Most of the stores in Akihabara are tall and narrow, with different products on each floor. There are usually very narrow stairs or a tiny escalator to travel between floors. We spent a lot of time in one particular used game and movie store, just wandering around. One floor was full of classic video games and systems. I nearly bought a used Super Famicom and games, but then considered carrying it around in my backpack for the rest of the day. The next time I live in Japan I will have to get one. The TV floor had DVDs of all kinds of old anime and live action TV shows. I watched in amazement as a small TV showed the opening theme from Himitsu Sentai Go Ranger. Stop what you are doing and click on the link. DO IT NOW!
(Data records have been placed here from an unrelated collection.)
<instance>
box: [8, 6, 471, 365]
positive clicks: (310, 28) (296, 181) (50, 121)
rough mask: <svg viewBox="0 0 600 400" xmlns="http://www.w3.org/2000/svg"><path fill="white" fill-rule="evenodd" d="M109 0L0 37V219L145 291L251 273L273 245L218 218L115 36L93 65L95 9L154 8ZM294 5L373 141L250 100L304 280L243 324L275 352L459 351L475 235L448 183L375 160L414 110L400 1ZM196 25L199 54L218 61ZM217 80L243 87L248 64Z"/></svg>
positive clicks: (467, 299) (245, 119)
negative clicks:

The computer game floor had a small selection of English language games, which are very hard to find in Japan. As someone who lived in Japan for 3 years who likes computer games, I loved hunting through the game stores until I found the few that sold English games. It was like an epic geeky treasure hunt. The rest of the floor was full of porn games. Some brilliant sales person had set up a display full of Tenga masturbation toys in the middle of the porn game section. I have seen a lot of game stores in Akihabara with a lot of dirty games, and I have seen stores that sell solo sex toys for guys, but have never seen a store that made the obvious connection between the two products and offered them for sale in the same place before. Genius!
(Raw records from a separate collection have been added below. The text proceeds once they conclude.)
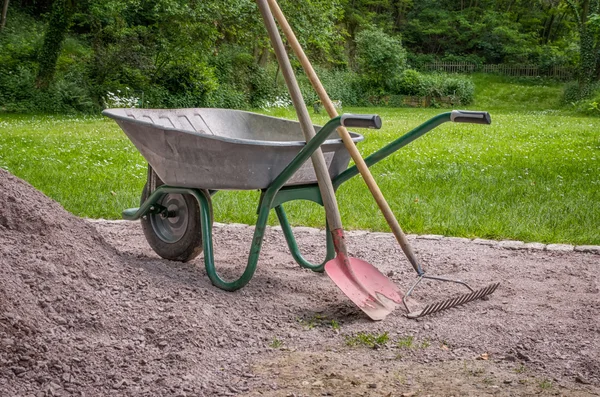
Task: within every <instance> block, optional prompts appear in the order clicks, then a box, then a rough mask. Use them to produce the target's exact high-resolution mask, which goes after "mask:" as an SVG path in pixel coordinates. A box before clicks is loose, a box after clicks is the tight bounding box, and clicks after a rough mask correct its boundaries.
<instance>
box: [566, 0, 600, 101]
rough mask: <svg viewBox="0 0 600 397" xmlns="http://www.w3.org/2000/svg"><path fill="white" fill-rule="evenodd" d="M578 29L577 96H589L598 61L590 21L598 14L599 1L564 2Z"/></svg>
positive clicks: (594, 35)
mask: <svg viewBox="0 0 600 397" xmlns="http://www.w3.org/2000/svg"><path fill="white" fill-rule="evenodd" d="M566 2H567V4H568V6H569V8H570V9H571V12H572V13H573V15H574V16H575V21H576V22H577V26H578V28H579V57H580V58H579V75H578V78H579V95H580V97H582V98H584V97H586V96H588V95H590V94H591V89H592V83H593V81H594V75H595V72H596V63H597V61H598V56H597V52H598V48H597V47H598V40H596V37H595V35H594V31H595V30H594V29H593V28H592V26H590V21H594V20H595V19H596V18H595V17H596V16H597V15H598V14H599V13H600V0H566Z"/></svg>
The movie floor is where we found the dark side of Akihabara. In addition to the regular movies and porn movies, we found a section of bathing suit model DVDs. These movies feature no nudity, just female models wearing bathing suits and frolicking around. Normally this would not be terribly creepy, until we noticed that the girls on the package looked a little too young. I was able to read the Japanese on one of the covers and found that it proudly proclaimed that the model was 14 years old. I pointed this out to The Wife, who showed me that the next DVD featured a 12 year old model. We quickly walked away from that part of the store, disgusted and feeling wrong. Keep in mind – we were in a major, reputable store on one of the main streets. Worse things exist out there should a person want to look for them.

I didn’t write this blog post to promote debate on any moral or legal issues that exist with this material. No matter where you are from, Japan probably has different laws than your country. Nothing you can buy in a major store in Akiba is illegal in Japan. Whether or not you find it ammoral is entirely up to you. Personally, I would like to see stricter laws in Japan, but as a person with exactly zero political power in Japan, I can’t do very much about it other than blogging.
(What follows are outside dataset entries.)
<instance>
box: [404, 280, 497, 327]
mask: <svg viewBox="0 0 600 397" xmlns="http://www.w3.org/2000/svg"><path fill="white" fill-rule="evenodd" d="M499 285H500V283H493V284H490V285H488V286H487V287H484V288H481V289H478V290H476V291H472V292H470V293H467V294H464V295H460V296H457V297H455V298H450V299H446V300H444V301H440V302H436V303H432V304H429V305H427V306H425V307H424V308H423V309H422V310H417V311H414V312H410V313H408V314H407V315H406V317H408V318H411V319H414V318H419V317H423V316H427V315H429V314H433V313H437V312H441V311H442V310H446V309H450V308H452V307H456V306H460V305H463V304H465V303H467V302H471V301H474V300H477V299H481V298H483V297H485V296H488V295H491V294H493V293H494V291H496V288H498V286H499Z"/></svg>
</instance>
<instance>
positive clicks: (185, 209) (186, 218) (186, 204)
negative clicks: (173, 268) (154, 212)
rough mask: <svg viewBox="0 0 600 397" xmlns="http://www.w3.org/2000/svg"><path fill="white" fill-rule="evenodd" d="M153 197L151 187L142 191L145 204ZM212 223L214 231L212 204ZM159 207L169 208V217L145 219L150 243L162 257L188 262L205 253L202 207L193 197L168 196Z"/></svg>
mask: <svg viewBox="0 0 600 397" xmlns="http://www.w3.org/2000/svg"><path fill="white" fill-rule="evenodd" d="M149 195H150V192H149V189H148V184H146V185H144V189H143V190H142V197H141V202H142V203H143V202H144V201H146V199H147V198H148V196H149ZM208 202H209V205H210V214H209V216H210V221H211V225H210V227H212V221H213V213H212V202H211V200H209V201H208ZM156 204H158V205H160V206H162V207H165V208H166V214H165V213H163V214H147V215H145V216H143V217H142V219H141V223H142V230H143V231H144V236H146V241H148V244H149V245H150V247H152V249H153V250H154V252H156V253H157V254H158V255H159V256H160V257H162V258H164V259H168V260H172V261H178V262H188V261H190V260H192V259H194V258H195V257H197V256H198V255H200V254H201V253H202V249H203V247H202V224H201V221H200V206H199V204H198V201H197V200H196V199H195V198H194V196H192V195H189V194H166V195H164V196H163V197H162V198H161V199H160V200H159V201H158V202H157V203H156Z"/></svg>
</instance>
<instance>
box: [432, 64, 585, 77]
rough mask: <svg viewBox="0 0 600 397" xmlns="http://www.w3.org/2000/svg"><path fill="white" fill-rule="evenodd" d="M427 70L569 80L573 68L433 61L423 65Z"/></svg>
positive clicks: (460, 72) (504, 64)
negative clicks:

We left the game store and moved on to much more pleasant things – lunch. We ate at Becker’s Burgers, which is notable for serving what is possibly Japan’s only attempt at poutine. Proper poutine has thick fries covered in gravy with cheese curds. Becker’s poutine has shoestring fries with a gravy like sauce and shredded cheese. It doesn’t compare to the real thing, but does fill the void as a comfort food for a homesick Canadian. Across from Becker’s was a t-shirt store. The front window featured a shirt that said (in Japanese): “Seriously, I want to quit my job”. I was going to buy it and wear it upon my return to Canada on casual Fridays. I changed my mind at the last minute, just in case someone at the office did figure out the meaning. My boss does have a good sense of humour, but it is never a good idea to push your luck.

Overall, Akihabara is a fun place for anyone visiting Japan that is interested in games, anime, movies, electronics and any manner of “geek stuff”. Be aware, you may run into some unpleasant things for sale, but that hopefully won’t detract too much from the overall experience. If you are really concerned or on a tight schedule, stick to the giant Yodobashi Camera next to the station. You can get a sample of all the good stuff that Akihabara has to offer in one massive store. I do wish you the best of luck getting that stupid song out of your head. You have been warned.